This project bases off the video tutorial by Andrej Karpathy, inspired by Vedal from Neuro-sama

    Source video - https://www.youtube.com/watch?v=kCc8FmEb1nY 

We will be training this system on shakespeare's writing (tinyshakespeare), to generate "infinite" shakespeare.

## Loading Training Data (Shakespeare)

In [19]:
with open("tiny-shake.txt", "r", encoding='utf-8') as f:
    text = f.read()

#inspecting dataset

print("length of dataset in chars: ", len(text))

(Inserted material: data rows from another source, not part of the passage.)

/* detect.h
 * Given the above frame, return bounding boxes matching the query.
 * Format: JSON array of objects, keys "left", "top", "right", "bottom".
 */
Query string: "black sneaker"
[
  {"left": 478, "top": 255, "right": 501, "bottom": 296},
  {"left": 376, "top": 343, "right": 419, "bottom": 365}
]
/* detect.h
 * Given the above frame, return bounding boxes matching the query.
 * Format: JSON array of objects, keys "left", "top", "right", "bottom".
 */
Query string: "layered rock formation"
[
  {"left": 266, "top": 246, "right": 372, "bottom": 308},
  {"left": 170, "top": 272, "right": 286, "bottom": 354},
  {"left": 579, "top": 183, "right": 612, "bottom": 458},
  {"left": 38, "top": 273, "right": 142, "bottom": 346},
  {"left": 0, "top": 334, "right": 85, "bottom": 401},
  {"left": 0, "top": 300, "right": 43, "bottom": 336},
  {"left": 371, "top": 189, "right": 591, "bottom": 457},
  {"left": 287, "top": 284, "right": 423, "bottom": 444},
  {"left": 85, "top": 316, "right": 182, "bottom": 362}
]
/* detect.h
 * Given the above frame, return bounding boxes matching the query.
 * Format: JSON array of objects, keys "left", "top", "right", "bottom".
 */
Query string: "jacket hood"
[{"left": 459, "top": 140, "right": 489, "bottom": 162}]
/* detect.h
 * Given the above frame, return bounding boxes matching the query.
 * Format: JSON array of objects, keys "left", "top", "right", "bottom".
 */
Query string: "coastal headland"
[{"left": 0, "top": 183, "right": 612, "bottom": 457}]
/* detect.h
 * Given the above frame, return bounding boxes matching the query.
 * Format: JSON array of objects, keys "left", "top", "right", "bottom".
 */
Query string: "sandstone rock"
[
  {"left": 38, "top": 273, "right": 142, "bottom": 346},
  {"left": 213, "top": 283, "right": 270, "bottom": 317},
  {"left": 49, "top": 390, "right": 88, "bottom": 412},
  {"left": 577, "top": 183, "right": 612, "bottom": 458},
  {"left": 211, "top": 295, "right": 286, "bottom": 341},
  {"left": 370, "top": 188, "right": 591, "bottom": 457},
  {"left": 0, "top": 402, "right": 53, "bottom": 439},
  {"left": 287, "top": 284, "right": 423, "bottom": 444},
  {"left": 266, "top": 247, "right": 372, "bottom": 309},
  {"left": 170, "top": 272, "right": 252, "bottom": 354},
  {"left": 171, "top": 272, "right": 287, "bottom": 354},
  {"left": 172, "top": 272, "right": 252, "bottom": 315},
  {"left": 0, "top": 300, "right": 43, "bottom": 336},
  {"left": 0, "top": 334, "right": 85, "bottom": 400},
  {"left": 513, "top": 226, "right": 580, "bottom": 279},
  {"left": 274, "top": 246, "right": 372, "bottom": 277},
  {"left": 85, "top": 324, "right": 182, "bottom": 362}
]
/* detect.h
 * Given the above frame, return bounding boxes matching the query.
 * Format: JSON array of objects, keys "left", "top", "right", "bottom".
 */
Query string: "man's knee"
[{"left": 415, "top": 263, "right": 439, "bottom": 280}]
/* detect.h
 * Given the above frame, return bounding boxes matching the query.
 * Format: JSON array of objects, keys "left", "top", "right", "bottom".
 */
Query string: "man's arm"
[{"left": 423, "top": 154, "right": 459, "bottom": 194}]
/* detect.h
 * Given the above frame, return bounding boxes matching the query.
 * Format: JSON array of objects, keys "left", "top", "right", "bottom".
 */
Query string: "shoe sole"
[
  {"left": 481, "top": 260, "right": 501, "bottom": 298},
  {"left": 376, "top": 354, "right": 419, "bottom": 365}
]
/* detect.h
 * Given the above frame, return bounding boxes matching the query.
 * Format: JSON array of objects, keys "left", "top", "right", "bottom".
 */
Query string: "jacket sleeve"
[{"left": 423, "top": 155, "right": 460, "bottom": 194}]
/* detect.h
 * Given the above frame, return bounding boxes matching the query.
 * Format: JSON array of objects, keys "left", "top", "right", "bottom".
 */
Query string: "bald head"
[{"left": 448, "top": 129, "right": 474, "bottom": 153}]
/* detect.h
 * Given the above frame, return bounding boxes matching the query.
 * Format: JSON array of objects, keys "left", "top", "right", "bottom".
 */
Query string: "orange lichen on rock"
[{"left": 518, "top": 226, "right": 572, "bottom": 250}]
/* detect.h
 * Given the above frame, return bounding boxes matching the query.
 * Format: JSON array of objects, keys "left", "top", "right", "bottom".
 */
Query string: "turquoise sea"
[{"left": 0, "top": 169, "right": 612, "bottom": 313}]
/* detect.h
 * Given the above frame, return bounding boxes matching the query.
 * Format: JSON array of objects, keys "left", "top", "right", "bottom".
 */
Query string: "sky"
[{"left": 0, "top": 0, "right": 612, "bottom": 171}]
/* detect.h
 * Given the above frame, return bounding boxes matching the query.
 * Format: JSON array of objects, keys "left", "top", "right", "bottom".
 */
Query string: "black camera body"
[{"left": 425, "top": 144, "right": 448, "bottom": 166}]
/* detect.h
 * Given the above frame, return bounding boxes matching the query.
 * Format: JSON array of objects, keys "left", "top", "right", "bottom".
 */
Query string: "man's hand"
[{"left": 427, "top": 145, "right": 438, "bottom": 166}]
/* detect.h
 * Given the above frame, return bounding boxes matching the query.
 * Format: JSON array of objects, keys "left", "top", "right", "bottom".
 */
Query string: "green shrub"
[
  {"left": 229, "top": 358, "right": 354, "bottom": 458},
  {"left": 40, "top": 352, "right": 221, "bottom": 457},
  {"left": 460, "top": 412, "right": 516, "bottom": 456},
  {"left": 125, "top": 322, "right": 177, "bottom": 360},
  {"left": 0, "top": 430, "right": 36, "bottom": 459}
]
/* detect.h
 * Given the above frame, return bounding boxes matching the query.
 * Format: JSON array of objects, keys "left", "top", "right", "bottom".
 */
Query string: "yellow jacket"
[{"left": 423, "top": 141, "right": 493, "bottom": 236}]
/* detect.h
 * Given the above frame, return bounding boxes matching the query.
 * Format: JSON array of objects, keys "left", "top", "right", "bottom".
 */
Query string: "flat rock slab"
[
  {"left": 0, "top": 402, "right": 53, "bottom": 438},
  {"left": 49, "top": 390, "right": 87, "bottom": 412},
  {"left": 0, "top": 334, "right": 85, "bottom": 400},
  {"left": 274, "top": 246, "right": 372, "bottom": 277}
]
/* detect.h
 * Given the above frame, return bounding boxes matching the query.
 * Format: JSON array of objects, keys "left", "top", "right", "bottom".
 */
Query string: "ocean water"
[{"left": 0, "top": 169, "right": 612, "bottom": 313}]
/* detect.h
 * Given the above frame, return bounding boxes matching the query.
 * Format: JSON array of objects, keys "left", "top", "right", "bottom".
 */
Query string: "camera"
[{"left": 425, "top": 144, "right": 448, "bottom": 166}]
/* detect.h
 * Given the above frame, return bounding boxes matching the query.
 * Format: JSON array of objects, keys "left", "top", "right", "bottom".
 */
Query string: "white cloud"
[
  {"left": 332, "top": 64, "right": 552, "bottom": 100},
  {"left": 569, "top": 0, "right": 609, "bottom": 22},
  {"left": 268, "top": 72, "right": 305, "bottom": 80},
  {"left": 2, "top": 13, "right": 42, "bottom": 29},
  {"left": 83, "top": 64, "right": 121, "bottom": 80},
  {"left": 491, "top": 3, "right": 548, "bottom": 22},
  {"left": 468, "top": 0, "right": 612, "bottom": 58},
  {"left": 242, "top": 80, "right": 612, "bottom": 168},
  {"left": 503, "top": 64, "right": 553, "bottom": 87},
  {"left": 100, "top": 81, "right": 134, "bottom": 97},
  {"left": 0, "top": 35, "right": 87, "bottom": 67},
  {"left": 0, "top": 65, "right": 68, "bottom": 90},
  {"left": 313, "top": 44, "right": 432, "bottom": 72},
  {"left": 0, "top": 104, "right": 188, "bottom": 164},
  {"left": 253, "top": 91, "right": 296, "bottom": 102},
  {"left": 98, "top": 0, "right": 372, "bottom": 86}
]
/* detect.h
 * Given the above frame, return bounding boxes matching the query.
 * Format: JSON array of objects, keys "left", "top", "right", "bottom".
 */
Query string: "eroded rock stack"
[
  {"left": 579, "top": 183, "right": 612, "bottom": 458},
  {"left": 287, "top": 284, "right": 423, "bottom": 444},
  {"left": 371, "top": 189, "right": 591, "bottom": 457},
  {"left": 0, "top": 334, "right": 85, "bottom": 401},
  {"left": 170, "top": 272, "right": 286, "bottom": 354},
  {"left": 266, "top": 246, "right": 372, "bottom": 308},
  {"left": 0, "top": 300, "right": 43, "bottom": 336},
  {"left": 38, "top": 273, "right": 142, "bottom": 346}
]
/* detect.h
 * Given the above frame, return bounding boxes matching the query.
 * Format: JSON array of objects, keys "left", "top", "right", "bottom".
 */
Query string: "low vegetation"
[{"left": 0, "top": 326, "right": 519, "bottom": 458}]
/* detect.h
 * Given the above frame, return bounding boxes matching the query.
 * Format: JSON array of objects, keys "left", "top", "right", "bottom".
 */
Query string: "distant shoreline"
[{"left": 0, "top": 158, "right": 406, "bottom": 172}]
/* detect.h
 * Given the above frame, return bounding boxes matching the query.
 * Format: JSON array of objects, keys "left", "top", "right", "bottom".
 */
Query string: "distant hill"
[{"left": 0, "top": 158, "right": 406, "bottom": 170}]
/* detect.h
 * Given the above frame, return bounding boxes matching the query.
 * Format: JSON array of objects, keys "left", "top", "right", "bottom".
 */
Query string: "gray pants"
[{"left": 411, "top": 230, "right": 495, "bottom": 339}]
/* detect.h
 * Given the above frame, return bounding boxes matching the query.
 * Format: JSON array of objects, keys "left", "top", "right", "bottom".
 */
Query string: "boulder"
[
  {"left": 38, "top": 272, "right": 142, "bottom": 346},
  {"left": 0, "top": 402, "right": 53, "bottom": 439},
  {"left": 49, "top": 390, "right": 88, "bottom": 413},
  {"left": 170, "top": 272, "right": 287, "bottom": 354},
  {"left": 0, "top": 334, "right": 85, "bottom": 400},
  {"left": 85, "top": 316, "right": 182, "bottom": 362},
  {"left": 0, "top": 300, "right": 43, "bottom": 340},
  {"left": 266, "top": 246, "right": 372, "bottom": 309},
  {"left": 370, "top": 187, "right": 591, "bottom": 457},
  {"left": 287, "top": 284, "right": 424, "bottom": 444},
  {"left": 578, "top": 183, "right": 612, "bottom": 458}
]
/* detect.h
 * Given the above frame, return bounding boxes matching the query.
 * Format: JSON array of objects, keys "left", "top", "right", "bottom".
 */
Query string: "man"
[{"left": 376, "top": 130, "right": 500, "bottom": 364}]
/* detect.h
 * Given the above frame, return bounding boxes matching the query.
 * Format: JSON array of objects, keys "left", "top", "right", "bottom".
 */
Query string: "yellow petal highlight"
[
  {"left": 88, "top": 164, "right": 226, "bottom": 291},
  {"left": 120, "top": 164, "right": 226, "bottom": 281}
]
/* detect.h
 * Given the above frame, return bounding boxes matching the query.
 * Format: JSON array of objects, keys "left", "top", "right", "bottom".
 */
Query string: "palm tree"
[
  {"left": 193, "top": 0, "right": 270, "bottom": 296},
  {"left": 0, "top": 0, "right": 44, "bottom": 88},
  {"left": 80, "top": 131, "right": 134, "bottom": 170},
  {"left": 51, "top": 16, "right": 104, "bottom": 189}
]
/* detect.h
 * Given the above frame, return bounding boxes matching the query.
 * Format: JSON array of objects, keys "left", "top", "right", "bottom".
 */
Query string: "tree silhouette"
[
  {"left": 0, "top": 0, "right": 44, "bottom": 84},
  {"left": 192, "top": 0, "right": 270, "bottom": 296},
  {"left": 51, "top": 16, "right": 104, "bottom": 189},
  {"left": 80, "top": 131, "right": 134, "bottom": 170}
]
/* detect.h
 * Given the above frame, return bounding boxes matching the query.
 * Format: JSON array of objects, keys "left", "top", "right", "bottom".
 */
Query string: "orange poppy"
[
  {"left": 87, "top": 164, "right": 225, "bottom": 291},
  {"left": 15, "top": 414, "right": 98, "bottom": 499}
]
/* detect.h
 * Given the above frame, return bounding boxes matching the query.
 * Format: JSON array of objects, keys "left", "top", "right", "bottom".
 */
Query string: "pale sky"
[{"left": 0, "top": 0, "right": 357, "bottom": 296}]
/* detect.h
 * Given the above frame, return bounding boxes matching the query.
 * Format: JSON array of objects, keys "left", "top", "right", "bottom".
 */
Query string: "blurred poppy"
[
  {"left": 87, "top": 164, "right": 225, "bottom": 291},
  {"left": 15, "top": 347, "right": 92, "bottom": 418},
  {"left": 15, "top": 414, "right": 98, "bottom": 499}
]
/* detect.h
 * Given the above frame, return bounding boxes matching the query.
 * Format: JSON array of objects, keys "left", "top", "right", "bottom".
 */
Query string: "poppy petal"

length of dataset in chars:  1115394


### Creating model vocab

In [20]:
chars = sorted(list(set(text))) #create a list of set of characters in text
vocab_size = len(chars) # Length of vocabulary

# Getting a preview of vocab (rly just all possible chars)
print(''.join(chars))
print(vocab_size)


 !$&',-.3:;?ABCDEFGHIJKLMNOPQRSTUVWXYZabcdefghijklmnopqrstuvwxyz
65


### Creating Token Encoder & Decoder (char level)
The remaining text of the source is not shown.